Tuesday, September 4, 2012

Mayfair Set


Adam Curtis’s films are quietly upsetting affairs. They are cleverly designed to show us how we got to the now, how we have been taught to think as we do, and then to show us that what we thought is the way things really are, isn’t. If you don’t want to hear what he is saying you may consider him a crack pot or conspiracy nut (a charge I've never understood since there is never any conspiracies in view). If you are at least open to what he is saying then you will find that how you see the world suddenly changing.

In the Mayfair Set Curtis looks at the economy of England and the United States. He charts how in the wake of the Second World War the old order was slowly swept away in a drive to make more and more money.
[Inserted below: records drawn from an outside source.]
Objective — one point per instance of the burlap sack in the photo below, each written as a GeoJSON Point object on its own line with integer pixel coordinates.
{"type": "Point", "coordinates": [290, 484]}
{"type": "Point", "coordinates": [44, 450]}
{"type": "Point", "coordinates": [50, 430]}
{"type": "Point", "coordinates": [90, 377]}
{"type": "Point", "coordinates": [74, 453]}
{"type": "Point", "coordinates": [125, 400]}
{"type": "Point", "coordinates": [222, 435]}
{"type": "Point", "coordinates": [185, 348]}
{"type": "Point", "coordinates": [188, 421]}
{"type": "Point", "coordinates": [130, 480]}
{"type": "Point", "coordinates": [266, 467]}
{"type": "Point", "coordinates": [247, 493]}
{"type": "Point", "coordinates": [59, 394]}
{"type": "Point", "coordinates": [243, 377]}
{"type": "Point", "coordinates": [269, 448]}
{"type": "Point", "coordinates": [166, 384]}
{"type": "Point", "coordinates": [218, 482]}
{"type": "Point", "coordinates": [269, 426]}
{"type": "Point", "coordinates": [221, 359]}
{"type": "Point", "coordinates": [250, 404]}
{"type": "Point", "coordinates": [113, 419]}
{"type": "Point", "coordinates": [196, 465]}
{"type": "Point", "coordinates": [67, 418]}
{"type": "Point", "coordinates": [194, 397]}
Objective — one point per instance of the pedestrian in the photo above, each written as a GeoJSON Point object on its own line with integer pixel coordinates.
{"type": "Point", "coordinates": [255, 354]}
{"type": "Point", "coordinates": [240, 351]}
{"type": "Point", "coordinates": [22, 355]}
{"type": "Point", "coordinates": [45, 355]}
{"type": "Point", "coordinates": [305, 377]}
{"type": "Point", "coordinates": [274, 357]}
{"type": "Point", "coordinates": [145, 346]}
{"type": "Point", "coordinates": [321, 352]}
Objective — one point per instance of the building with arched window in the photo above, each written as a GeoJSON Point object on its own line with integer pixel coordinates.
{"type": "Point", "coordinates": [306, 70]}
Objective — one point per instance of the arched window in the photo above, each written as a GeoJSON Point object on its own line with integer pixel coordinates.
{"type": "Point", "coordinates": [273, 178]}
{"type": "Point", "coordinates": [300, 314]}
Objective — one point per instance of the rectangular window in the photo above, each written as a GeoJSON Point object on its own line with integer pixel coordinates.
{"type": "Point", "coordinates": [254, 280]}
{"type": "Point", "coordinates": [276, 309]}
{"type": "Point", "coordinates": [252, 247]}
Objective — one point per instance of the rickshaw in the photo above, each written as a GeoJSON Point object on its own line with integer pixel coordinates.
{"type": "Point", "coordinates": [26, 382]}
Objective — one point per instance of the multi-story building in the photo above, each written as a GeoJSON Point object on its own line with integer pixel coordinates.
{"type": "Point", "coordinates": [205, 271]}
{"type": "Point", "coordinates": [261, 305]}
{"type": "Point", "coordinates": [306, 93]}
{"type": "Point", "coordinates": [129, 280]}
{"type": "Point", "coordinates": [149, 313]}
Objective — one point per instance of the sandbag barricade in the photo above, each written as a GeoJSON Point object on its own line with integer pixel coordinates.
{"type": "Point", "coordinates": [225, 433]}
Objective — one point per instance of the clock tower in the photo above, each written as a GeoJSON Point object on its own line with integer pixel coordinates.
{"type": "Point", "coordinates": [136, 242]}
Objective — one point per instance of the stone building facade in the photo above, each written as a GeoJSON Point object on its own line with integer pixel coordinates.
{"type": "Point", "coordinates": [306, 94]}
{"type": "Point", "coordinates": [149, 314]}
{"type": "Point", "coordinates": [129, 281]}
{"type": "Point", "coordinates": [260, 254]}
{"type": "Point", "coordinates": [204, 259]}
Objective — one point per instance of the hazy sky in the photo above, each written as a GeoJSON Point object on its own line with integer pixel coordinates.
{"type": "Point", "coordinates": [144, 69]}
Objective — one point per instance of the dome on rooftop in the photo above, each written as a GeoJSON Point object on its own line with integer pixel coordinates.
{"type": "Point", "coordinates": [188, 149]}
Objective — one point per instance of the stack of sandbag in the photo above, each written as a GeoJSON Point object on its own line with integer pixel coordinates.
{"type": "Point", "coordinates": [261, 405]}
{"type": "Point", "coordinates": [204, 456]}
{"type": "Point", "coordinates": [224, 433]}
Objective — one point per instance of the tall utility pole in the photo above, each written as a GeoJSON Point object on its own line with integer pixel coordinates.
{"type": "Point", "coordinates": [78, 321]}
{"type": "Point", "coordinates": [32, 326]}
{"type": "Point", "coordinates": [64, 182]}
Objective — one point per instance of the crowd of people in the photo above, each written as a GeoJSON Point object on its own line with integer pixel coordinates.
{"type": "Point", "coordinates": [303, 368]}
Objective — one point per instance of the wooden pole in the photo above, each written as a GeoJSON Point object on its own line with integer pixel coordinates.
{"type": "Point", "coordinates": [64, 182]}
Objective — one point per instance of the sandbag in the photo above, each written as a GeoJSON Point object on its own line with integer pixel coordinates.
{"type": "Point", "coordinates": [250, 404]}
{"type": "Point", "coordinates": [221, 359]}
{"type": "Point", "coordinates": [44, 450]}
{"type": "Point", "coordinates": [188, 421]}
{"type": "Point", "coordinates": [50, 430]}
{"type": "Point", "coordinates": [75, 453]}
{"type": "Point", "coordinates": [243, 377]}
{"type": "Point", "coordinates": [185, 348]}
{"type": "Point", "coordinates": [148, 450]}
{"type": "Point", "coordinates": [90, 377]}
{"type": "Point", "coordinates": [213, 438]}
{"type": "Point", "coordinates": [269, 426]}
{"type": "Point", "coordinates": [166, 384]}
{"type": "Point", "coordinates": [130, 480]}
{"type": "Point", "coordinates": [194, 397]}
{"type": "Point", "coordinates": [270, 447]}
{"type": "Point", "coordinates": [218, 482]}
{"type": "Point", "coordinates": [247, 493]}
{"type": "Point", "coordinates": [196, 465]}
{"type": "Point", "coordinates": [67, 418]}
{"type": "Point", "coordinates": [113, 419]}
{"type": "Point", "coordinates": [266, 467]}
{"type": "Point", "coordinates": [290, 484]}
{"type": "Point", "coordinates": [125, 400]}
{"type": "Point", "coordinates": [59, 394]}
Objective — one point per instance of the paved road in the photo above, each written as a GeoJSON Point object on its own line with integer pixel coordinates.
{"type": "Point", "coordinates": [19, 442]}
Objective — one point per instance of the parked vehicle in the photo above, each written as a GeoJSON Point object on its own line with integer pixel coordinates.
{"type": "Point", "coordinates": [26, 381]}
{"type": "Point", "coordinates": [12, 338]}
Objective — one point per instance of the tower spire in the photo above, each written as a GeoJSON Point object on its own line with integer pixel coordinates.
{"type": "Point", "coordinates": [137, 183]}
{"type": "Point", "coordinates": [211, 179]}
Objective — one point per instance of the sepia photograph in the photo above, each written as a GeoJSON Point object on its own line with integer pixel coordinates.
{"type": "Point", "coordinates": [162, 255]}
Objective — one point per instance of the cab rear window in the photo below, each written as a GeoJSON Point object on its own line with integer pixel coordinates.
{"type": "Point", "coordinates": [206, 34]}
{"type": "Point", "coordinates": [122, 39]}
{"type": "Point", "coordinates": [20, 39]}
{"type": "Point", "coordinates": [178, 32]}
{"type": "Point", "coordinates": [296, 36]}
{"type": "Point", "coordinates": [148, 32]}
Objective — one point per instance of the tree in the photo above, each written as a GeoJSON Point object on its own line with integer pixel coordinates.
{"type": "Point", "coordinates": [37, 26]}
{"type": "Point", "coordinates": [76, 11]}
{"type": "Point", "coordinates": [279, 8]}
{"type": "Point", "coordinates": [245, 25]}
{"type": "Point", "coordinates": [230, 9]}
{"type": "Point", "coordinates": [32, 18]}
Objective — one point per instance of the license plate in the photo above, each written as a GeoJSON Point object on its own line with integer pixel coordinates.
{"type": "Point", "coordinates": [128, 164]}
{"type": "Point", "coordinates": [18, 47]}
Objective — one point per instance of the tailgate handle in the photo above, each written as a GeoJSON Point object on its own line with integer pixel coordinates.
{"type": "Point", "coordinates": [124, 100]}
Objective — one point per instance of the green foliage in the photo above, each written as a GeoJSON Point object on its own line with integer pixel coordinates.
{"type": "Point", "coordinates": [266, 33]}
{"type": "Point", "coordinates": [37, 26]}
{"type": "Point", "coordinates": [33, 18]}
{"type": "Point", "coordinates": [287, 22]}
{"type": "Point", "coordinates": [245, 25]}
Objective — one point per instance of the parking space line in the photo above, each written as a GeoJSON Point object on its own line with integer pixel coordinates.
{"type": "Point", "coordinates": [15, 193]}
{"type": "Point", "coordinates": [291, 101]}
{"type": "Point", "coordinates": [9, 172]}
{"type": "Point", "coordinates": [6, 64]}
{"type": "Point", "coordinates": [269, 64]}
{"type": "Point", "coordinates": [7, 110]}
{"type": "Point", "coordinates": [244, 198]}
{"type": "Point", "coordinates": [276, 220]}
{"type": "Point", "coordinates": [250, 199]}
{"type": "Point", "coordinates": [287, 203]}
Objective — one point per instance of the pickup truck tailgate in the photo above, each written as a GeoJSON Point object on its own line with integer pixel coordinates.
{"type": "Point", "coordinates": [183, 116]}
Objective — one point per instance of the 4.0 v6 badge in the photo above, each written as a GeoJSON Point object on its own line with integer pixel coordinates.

It’s a shift that has driven the elites to call out for a truly market driven economy even as that same market economy is laying waste to the economies of the world with it’s volatile take no prisoners approach.

Starting with a look at the old boy system that kept things in the hands of a select few Curtis then moves on to show how the illusions of the old way of Captains of industry were wept aside by young turks looking to make a big bucks. Curtis then shows how the move to make more and more money broke the economy anything of value was sold off in order to drain out the cash. The great manufacturing plants of the UK and elsewhere closed and people were put on the street bankrupting the governments…

Curtis’s premise that we can make huge fortunes at a great rate and at certain cost of wrecking the economy, and even our new gained wealth is a frightening one. It’s also something that we can not easily step away from since the lure of quick money is driving more and more people into places that they really shouldn’t. It’s a system that is fracturing how we see the world since the creation of this kind of profit requires that we don’t look at anything other than ourselves. If we can only do this so long as we don’t care that we are creating the unemployment and social inequality that the wealth is suppose to be ending… If you ever wanted proof that the Laffer Curve or the trickle down theory don’t work here it is. Money chases money and ultimately that’s all that this about since it’s slowly stripping away any means of actually creating anything.

I’m disturbed.

In watching Curtis’ 15 year old film you can see how things haven’t gotten better, how the drive for more profits are slowly eroding the economy. Its a frightening tale that was probably scary in its day, but now its positively terrifying.

This, like all of Curtis's films is one to track down, more so if you want to know why we are in the dire financial situation we're in see this series. It will explain it all to you simply, something that I don't think even your broker .

It can be found streaming on line or on DVD from collectors (The series does not have an official release- other than streaming- because of how the found footage is used.)